Infliximab Reported as Effective Therapy for Neurosarcoidosis, But Patients Often Relapse
Infliximab effectively treats neurosarcoidosis, but patients may see their disease return (relapse) over time, according to results of a new study.
The study, “Long-Term Outcomes Of Refractory Neurosarcoidosis Treated With Infliximab,” was published in the Journal of Neurology.
Neurosarcoidosis (sarcoidosis affecting the nervous system) may be resistant to treatments such as steroids and immunosuppressive drugs, which usually are effective in other forms of sarcoidosis.
Previous studies have shown that infliximab, an antibody that blocks the TNF-α protein (involved in sarcoidosis development), may be an effective treatment for neurosarcoidosis.
To investigate the long-term efficacy and safety of infliximab in neurosarcoidosis, researchers analyzed the medical records of 18 patients treated with this drug between 2009 and 2015. All patients had neurological problems due to sarcoidosis, with meningeal (16 patients), cerebral (10), spinal cord (six), and/or optic nerve (five) involvement.
From the initial group of patients, 16 had been treated with at least one immunosuppressive drug in addition to corticosteroids, including cyclophosphamide. All patients received treatment with infliximab (3-7.5 mg/kg) combined with other therapies, such as corticosteroids (18 patients), low-dose methotrexate (15), azathioprine (two), or mycophenolate (one).
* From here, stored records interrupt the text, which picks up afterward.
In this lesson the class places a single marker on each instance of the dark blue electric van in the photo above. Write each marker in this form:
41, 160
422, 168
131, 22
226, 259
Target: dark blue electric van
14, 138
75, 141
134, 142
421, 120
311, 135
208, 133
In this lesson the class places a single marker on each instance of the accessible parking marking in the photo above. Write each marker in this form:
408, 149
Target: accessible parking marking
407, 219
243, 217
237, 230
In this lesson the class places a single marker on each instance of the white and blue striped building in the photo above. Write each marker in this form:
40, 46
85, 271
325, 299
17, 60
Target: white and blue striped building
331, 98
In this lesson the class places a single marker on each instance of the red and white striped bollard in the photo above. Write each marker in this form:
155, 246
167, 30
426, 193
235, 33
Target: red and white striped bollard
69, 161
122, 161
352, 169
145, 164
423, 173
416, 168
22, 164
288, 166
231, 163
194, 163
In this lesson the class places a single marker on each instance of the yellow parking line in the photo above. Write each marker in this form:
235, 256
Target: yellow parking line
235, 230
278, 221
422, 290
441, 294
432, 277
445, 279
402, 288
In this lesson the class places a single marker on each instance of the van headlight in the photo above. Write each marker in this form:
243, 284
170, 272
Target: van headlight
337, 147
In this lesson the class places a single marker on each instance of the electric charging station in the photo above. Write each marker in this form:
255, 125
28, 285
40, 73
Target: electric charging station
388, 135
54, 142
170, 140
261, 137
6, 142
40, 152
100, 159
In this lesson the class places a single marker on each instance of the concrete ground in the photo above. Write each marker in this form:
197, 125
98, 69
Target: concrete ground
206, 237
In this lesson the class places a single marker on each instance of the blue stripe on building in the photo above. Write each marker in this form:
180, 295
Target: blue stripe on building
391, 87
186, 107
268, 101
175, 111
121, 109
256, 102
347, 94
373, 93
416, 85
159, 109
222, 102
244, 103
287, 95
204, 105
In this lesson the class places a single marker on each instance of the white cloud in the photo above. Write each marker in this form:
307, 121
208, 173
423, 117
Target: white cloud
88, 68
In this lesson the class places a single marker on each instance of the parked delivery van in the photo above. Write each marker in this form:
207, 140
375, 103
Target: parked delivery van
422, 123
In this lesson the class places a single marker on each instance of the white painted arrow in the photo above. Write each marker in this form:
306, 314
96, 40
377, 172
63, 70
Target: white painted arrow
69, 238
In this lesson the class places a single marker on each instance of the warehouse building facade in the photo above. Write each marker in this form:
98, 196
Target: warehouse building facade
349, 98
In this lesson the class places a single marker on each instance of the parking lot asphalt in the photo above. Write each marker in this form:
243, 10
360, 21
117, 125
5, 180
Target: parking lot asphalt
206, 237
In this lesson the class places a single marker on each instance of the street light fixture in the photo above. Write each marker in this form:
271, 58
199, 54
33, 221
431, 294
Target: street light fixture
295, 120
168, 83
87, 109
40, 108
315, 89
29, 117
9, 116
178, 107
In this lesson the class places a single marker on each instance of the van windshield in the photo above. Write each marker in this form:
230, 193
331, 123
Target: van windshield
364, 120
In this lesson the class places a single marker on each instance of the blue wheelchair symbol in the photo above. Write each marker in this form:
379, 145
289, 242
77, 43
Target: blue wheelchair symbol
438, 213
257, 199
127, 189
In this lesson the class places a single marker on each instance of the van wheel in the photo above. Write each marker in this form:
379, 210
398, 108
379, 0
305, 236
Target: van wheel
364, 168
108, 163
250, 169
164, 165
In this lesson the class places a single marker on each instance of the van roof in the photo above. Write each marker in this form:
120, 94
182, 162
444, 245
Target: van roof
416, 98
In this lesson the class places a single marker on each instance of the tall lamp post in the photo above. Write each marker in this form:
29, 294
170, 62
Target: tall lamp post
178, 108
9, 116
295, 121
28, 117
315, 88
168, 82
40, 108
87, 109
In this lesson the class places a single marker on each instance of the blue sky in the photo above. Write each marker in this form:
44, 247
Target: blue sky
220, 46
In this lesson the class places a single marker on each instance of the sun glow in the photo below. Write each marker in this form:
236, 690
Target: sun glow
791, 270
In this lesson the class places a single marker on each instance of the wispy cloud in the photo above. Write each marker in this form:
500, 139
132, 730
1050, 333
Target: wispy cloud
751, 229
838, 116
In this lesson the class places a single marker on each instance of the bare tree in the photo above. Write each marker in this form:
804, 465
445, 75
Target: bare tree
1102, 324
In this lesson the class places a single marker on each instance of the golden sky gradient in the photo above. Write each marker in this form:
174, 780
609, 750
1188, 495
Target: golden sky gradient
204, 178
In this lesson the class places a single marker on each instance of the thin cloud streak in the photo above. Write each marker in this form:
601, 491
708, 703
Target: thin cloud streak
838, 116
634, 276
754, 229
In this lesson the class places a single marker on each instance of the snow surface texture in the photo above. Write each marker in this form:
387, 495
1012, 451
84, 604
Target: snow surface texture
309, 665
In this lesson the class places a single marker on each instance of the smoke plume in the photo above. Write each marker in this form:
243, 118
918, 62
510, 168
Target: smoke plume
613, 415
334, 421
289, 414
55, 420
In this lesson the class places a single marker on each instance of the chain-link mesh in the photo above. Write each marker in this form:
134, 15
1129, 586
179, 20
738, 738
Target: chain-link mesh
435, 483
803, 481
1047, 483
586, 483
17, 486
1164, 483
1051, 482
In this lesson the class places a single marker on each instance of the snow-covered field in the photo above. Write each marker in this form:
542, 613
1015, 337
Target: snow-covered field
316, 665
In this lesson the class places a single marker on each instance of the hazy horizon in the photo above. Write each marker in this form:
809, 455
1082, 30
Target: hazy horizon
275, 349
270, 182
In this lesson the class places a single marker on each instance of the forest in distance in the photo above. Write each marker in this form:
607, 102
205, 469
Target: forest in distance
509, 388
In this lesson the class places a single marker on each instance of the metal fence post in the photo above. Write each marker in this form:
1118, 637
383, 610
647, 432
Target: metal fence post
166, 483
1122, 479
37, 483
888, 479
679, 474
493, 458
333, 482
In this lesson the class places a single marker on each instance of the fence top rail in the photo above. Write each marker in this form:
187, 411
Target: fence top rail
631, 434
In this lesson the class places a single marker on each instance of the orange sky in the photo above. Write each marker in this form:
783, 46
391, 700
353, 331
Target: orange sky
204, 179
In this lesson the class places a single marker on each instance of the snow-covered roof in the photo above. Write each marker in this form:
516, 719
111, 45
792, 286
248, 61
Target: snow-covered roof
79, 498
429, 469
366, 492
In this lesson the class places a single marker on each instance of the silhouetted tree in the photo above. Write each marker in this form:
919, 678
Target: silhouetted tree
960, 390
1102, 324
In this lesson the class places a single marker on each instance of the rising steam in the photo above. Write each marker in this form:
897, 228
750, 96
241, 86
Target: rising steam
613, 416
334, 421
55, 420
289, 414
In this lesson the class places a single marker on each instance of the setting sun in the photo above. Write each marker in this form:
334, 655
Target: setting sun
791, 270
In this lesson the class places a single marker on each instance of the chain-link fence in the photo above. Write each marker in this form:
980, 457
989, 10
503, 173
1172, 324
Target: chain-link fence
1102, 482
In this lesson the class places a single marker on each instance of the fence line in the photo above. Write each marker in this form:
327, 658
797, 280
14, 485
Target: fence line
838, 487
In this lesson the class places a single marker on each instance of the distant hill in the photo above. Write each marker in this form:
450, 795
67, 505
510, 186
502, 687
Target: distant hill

Results showed that treatment with infliximab provided a clinical improvement in 16 patients. Six months after the therapy’s start, six patients (33%) had a complete neurological remission, 10 (56%) had a partial response, and two (11%) had stable disease.
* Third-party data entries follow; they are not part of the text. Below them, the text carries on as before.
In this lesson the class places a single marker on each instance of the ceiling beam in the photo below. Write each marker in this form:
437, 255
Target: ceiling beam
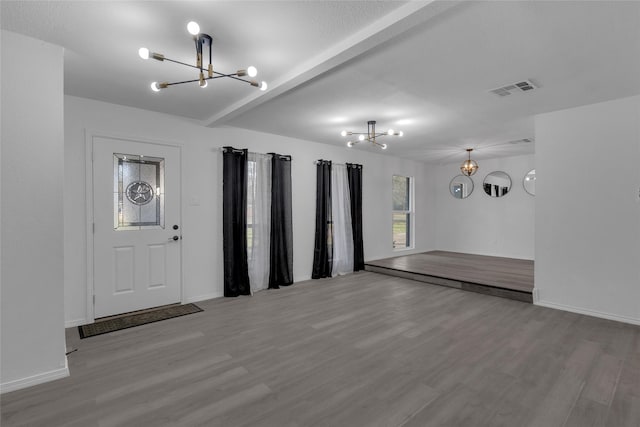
397, 22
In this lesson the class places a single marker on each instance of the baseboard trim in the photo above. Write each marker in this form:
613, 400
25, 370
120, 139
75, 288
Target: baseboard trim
75, 322
536, 295
592, 313
202, 298
44, 377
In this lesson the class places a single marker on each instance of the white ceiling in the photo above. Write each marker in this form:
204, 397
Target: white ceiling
424, 67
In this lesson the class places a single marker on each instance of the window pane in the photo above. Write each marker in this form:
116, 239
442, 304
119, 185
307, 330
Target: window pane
138, 192
401, 227
400, 193
251, 197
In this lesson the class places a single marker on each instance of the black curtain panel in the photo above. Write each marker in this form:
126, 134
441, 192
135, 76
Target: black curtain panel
234, 222
322, 250
354, 173
281, 252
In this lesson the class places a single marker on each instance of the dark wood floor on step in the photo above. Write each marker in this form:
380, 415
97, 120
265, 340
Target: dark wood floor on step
505, 277
357, 350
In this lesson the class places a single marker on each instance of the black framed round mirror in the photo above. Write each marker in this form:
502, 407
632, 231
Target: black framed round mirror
497, 184
461, 186
529, 182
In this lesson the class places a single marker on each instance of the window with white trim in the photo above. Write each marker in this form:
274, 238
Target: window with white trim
402, 192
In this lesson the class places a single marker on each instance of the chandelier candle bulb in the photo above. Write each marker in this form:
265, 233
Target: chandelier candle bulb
193, 28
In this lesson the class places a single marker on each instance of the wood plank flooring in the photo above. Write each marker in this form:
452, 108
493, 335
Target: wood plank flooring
357, 350
498, 276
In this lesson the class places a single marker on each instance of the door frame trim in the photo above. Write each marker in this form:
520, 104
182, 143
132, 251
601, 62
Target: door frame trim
90, 136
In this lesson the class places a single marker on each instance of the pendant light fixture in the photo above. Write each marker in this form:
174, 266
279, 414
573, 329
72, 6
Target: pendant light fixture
202, 41
370, 135
469, 167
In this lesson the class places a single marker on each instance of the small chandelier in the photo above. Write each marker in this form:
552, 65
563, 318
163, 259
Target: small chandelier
469, 167
370, 136
202, 40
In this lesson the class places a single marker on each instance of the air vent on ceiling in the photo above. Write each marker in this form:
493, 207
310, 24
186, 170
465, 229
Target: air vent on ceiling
523, 86
522, 141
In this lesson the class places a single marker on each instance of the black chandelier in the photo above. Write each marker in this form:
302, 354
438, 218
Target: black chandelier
202, 41
370, 135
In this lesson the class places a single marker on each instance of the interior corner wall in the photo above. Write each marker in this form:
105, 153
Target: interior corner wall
202, 193
485, 225
588, 209
33, 340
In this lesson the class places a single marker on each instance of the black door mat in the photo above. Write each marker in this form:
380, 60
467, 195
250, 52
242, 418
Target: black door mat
136, 319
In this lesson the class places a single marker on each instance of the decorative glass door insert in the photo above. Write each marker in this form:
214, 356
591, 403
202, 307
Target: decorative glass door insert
138, 197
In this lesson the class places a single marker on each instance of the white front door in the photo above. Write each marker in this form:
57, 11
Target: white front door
137, 229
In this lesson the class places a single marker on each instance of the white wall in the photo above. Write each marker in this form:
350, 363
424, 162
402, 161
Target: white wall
202, 188
486, 225
588, 209
33, 343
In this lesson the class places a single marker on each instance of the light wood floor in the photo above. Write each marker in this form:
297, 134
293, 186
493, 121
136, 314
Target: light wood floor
359, 350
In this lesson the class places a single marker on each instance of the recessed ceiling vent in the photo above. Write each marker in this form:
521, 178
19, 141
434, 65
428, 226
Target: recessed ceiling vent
523, 86
522, 141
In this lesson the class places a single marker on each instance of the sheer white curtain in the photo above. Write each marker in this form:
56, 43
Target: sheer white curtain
341, 216
258, 219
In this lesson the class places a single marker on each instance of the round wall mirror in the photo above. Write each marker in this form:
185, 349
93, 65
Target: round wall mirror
529, 182
497, 184
461, 187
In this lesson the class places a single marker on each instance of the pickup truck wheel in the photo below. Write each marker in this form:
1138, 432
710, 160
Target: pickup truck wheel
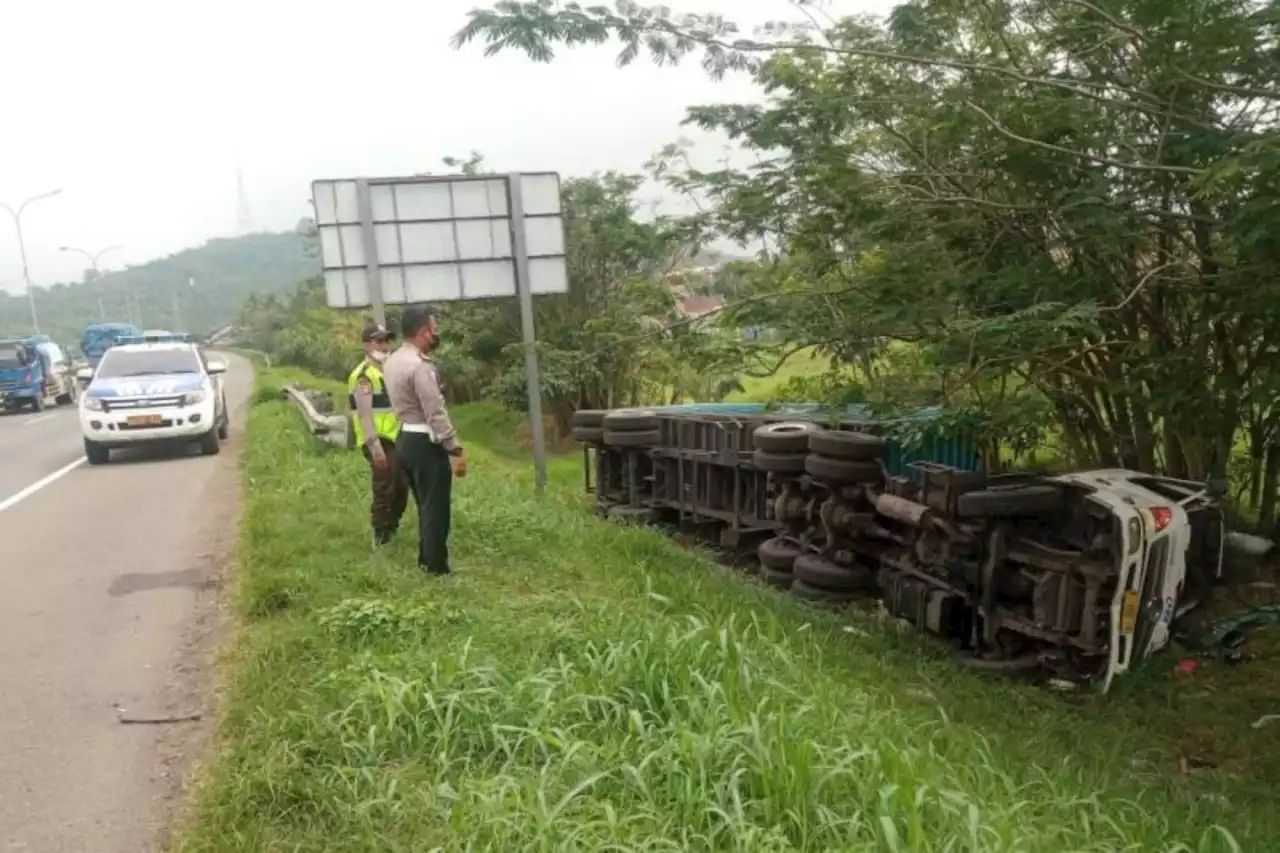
209, 443
96, 454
However, during follow-up (median period of 20 months), half of the patients relapsed and eight patients reported adverse side-effects, of which seven cases were infections.
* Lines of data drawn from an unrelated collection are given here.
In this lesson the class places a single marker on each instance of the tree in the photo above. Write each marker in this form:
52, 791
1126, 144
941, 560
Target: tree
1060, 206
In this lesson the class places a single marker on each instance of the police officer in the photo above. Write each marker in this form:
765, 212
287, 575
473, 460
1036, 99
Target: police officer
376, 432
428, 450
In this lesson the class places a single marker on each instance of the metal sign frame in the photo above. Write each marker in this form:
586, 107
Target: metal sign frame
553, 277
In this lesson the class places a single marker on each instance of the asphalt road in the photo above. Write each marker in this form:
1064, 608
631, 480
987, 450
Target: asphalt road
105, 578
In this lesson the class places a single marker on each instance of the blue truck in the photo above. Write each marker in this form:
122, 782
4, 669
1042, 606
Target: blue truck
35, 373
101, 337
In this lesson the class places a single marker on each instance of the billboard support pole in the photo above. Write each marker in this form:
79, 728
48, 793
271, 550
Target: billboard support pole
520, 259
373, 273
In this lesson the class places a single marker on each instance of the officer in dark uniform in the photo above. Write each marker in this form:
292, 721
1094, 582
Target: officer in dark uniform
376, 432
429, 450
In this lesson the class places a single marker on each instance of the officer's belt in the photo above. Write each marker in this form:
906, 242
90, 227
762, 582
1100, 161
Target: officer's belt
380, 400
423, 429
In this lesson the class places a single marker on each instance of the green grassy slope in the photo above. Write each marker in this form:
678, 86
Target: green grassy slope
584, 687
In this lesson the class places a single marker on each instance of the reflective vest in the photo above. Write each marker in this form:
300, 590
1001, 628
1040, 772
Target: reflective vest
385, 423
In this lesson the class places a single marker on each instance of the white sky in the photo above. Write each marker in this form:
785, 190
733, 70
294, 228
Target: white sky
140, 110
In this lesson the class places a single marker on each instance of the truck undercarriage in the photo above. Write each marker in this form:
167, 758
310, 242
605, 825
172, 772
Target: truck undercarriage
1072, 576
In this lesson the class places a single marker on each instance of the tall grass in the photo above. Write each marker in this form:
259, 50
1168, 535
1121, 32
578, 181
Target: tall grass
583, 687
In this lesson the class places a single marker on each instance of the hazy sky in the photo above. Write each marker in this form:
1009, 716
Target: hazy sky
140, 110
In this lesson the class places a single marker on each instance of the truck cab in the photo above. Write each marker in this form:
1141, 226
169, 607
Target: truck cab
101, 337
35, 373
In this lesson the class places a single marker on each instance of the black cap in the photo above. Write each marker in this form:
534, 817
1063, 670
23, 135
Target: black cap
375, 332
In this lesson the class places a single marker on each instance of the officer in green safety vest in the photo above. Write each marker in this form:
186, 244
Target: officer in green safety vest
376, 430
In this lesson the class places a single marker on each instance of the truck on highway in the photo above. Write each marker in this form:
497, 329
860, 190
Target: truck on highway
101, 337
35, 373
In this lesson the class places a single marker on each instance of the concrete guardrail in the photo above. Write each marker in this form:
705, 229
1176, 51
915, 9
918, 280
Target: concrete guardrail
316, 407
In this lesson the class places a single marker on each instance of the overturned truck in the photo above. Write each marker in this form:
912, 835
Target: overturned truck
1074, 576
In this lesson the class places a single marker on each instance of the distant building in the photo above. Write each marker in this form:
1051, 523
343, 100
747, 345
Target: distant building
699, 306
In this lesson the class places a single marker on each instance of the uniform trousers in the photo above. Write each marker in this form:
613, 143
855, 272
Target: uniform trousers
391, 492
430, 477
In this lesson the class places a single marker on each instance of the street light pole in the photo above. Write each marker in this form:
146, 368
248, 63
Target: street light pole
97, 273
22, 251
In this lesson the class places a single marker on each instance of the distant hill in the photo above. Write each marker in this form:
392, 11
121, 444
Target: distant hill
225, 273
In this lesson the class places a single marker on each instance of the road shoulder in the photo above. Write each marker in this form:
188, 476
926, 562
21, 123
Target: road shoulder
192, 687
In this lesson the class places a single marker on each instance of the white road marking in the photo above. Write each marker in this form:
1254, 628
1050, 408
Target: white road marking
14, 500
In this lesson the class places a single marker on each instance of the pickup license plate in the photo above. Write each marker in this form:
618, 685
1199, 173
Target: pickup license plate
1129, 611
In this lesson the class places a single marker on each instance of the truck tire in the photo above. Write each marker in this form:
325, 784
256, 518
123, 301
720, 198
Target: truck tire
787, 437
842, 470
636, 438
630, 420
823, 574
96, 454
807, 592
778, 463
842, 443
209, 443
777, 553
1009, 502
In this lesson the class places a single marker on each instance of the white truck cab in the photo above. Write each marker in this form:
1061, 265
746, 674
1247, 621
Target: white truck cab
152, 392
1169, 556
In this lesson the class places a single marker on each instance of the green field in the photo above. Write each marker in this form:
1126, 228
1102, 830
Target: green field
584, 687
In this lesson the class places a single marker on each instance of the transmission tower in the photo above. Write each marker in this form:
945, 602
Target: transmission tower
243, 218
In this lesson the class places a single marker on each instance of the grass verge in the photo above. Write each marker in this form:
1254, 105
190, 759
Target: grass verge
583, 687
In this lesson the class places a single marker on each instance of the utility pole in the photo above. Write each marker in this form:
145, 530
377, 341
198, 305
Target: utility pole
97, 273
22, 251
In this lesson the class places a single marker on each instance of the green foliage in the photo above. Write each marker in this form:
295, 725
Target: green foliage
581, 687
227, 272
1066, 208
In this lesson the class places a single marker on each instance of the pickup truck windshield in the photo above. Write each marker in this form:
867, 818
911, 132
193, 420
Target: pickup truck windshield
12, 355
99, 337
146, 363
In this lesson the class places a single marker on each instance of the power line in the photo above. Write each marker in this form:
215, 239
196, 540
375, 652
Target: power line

Together, these results show that infliximab is effective as a therapy for neurosarcoidosis, but patients frequently may relapse over time.
“Infliximab displayed a high rate of efficacy (89%), although sometimes it is given as a 4th line immunosuppressive therapy,” researchers wrote. “However, the results from this study show a high rate of relapse (50%) during follow-up, including patients who were receiving TNF-a antagonist treatment (35%), and despite maintenance therapy in others. The safety profile of infliximab for management of neurosarcoidosis was marked by the occurrence of infectious events (39%), possibly facilitated by a history of several lines of immunosuppressive treatments more than cumulative infliximab treatment.”
“In conclusion, administration of infliximab seems to be an efficacious treatment for refractory neurosarcoidosis but has a high rate of relapse. Prospective studies to examine combined therapies and treatment duration should be considered” the team concluded.
Infliximab is marketed under the brand names Remicade and Inflectra, and it has been approved for the treatment of several inflammatory conditions, such as Crohn’s disease, ulcerative colitis, rheumatoid arthritis and plaque psoriasis.